The possibility of phthisis bulbi should not be discarded. It appears more frequently with cyclo-cryotherapy and when utilizing the Nd:YAG laser instead of diode laser for cyclophotocoagulation. However, as the natural course of the disease evolves in many cases towards phthisis bulbi, it is difficult to assess the extent in which the procedure influences the development of this complication (9).

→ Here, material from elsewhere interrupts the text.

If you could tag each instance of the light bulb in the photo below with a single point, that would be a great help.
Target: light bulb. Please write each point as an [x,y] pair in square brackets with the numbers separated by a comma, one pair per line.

The use of cyclophotocoagulation associated to anti-VEGF increases the reducing effect of IOP and diminishes neovascularization (52).

  

Palliative surgery in blind eye with pain

With the use of cyclophotocoagulation, nowadays it is rarely necessary to apply more aggressive procedures such as retrobulbar alcohol injection, evisceration or enucleation (9).

  

CONCLUSIONS

In this updated review on NVG we have endeavored to combine existing knowledge with the latest advances in anti-VEGF therapy. The protocols proposed in this review are based on scientific evidence and our own experience, and we believe that the application thereof in the treatment of NVG could improve its prognosis.